If you rent out your former home, the capital gains 6 year rule can protect some or all of your gain when you sell. The rule lets you treat the property as your main residence for up to six years after you move out, provided you don’t nominate another home as your main residence during that time (see ATO: Treating former home as main residence). (Australian Taxation Office)

The core idea
Your home is generally CGT-free. Once you move out and rent it, the six-year absence choice can extend that exemption. If you sell within the six-year window, the gain may be fully exempt; if you hold longer, the ATO requires an apportionment between exempt and taxable days (see ATO: Your main residence – home). (Australian Taxation Office)
Timing nuances that trip people up
- The six years are cumulative periods of absence; move back in and the clock can reset.
- If you buy before you sell, you can treat both homes as your main residence for up to six months under specific conditions (see Moving to a new main residence). (Australian Taxation Office)
- Short private use during rental periods can affect apportionment—keep a diary and utility evidence.
How to choose wisely
You usually nominate the property that gives the largest exemption. That might be the more valuable home or the one with the longest ownership span. Model both options before lodging your return; you don’t file a separate election form, but your tax return reflects your choice (see ATO: Treating former home as main residence). (Australian Taxation Office)

Working example (simplified)
You live in a unit for 3 years, move interstate and rent it for 5 years, then sell. If you treat it as your main residence while absent, only the final 2 rental years may be taxable. The ATO’s examples show how to apportion days and adjust the cost base for capital works and selling costs (main residence pages). (Australian Taxation Office)
Records to keep
- Settlement and contract dates (apportionment is date-based).
- Rental schedules and periods of vacancy.
- Evidence of private use (if any).
- Capital improvements (added to cost base for CGT).
For help organising files and CGT schedules, see our Property Investment Accountant guide.

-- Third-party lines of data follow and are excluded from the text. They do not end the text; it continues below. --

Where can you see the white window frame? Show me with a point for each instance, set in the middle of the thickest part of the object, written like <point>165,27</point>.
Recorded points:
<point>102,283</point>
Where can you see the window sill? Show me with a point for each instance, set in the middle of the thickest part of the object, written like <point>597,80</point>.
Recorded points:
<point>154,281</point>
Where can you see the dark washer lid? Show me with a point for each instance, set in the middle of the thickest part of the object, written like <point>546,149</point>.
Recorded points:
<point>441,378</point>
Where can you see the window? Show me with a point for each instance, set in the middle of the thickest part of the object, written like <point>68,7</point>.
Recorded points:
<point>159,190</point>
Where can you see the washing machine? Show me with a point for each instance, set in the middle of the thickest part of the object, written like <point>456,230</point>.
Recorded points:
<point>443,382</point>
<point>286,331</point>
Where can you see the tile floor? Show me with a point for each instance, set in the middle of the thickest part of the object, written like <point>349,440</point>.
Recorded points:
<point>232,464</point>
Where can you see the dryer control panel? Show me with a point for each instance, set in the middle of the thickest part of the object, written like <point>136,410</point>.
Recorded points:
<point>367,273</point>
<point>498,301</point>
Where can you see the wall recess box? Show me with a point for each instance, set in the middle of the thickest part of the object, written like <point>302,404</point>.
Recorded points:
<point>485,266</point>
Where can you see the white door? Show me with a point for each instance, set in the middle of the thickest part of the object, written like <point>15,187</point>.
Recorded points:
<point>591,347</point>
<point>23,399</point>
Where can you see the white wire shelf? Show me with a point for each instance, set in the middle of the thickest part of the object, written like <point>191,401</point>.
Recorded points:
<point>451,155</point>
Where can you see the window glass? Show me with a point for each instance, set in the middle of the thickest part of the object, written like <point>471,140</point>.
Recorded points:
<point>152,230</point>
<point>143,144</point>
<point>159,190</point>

Interactions with other rules
If you run a business from home or short-stay let a room, part of the property can become subject to CGT even before you move out. Review the ATO’s guidance on using your home for rental or business before you list (see ATO: Using your home for rental or business). (Australian Taxation Office)
Action list before you sell
- Map your residency timeline and potential six-year periods.

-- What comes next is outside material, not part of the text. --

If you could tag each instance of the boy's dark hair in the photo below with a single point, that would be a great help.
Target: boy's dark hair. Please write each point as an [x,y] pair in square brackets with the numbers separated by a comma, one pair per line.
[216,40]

- Gather improvement invoices and agent statements.
- Model both nomination choices and keep your workings with your records.
- Lodge with a clear paper-trail in case the ATO asks questions.
Handled carefully, the capital gains 6 year rule can preserve the main-residence exemption long after you’ve moved out—provided your dates, documents and nomination logic line up with ATO guidance. (Australian Taxation Office)
General information only – seek professional advice before acting.